Я пячусь к двери. Сажусь снова за машинку. Он прав. Следы занесены, заметены. И я в эту минуту занята не чем иным, как заметанием следов. Улики преступлений, будут скрыты в Бухенвальде. Освободительные армии застанут здесь только снег.

4 декабря именины Баси. Пользуемся случаем и устраиваем праздничный вечер. Объясняю нашей капо, что у нас здесь так мало приятных минут и это торжество следует как-то отметить.

Самая возможность подобного разговора показывает, насколько все изменилось. Иное настроение, иное отношение к хефтлингам. Все же капо не может скрыть, что удивлена нашей дерзостью. Взгляд ее говорит: «Вы ведете себя, как в пансионе, забываете, где вы находитесь».

Вдруг вбегает Ирена и печально сообщает:

— «Парни» сегодня уезжают. Все.

— Как все? И «наши» также?

— Да и все поляки. Начальство боится беспорядков в лагере, боится, что мужчины организованы.

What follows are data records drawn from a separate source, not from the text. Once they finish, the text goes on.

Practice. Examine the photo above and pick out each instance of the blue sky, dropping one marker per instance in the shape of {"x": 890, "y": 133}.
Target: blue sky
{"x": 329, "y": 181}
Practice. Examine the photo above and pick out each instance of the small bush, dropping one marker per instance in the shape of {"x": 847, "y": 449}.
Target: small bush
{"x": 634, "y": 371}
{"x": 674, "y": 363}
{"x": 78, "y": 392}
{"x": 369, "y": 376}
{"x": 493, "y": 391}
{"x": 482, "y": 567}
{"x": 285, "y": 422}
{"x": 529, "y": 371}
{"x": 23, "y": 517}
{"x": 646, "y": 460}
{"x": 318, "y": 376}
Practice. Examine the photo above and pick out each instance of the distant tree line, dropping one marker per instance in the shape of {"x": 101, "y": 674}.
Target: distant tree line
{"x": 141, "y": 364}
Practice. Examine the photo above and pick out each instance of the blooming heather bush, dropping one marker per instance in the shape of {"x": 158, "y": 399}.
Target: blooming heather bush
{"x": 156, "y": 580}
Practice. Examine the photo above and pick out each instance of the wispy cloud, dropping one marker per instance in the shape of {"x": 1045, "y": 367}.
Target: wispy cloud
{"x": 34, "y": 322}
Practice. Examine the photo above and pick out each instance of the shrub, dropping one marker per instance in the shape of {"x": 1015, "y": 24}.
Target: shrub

Хорошо знаю, что в нашем положении безразлично, является ли битый, приниженный хефтлинг мужчиной или женщиной, и все же понимаю, что печаль, которая всех нас охватывает, вызвана не только сочувствием. Очевидно, сознание, что мужчины рядом, как-то придавало нам храбрости. Мы как бы чувствовали их молчаливую опеку, надеялись на их выступление «в случае чего».

— Мы остаемся совсем одни… — огорченно говорит Ирена.

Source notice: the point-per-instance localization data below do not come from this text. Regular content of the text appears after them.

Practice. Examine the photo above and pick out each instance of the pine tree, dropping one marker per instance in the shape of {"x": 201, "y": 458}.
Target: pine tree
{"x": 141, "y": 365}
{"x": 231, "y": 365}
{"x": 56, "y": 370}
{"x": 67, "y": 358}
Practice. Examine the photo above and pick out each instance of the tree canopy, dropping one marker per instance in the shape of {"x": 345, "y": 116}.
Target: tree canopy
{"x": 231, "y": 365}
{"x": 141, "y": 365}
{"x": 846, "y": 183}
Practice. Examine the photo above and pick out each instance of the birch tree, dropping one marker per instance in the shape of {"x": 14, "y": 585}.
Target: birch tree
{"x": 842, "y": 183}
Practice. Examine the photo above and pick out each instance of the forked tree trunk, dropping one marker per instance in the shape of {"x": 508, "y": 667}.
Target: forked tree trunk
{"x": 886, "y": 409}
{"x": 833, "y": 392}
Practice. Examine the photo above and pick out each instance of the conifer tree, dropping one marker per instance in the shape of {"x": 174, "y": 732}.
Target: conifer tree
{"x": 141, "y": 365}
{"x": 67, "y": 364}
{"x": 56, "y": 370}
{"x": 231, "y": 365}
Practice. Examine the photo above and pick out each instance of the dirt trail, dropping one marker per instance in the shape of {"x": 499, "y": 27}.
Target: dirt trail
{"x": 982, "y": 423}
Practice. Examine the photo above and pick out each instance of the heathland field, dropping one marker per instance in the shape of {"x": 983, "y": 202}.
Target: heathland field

Выхожу, чтобы поискать Вацека. Повсюду снуют озабоченные мужчины из Бжезинок. Царит предотъездная лихорадка. «Сегодня едем!» Циприян, друг нашей команды из мужской эффектенкамер, встретившись со мной на Лагерштрассе, протягивает руку, не обращая внимания на проходящих эсэсовцев.

— Прощай, Кристя. Встретимся в Лодзи, перед Гранд-Отелем на Петроковской.

— Когда?

— Ровно через год, в этот же день, в двенадцать часов. Приду непременно.

Вацек прощается с Зосей. Увидев меня, останавливается на пороге темного барака. Серые вещевые мешки хефтлингов висят над нашими головами. В узком проходе между полками стоим и молчим, не зная, что сказать. Наконец Вацек говорит со смущенной улыбкой:

— В такие важные минуты всегда ведь молчат, неправда ли? Я так хочу верить, что это не последняя наша встреча… Можем ли мы сейчас о чем-нибудь загадывать? Но мы столько пережили вместе, и связавшие нас узы разорвать невозможно.

— Да.

— Разве кто-нибудь в состоянии почувствовать так глубоко, как мы, радость от всего, что встречает человека. Дом, тишина… даже тиканье часов…

— Да.

— Мне поможет жить мысль… что ты будешь помнить…

— Да.

— Ты все только повторяешь «да». Скажи что-нибудь на прощанье.

— Будь здоров, Вацек. Все, что ты говорил, все, что ты делал здесь, — было прекрасно.

На площадь апелей собрались мужчины со всего лагеря — съежившиеся полосатые халаты с землистыми лицами. Стоя на месте, они притопывают отмороженными ногами. Один из них нагнулся, изо рта его течет кровь и оставляет след на искрящемся снегу. Вытирает рот рукавом. Люцина быстро открывает окно и выбрасывает чистый носовой платок. Его поднимает кто-то другой. Люцина делает отчаянные знаки, что платок предназначается для того, у которого кровотечение.

Заключенные строятся пятерками. Медленно шевелится иззябшая человеческая масса. Те, кто привык к своему месту на нарах, к бараку; те, кто завел друзей в кухне или в эссенколонне — продовольственной колонне, и уже наловчился получать дополнительную порцию супа; и те, кому повезло работать под крышей, — всех их опять ждут перемены на незнакомой территории новых, переполненных концентрационных лагерей. Здесь они уже знали — кто злее бьет, кого надо избегать, а там, пока сориентируешься — легко и погибнуть. Единственное, что поддерживает теплящуюся жизнь, что вызывает мимолетное прояснение на измученных лицах, — это мысль о приближающемся фронте.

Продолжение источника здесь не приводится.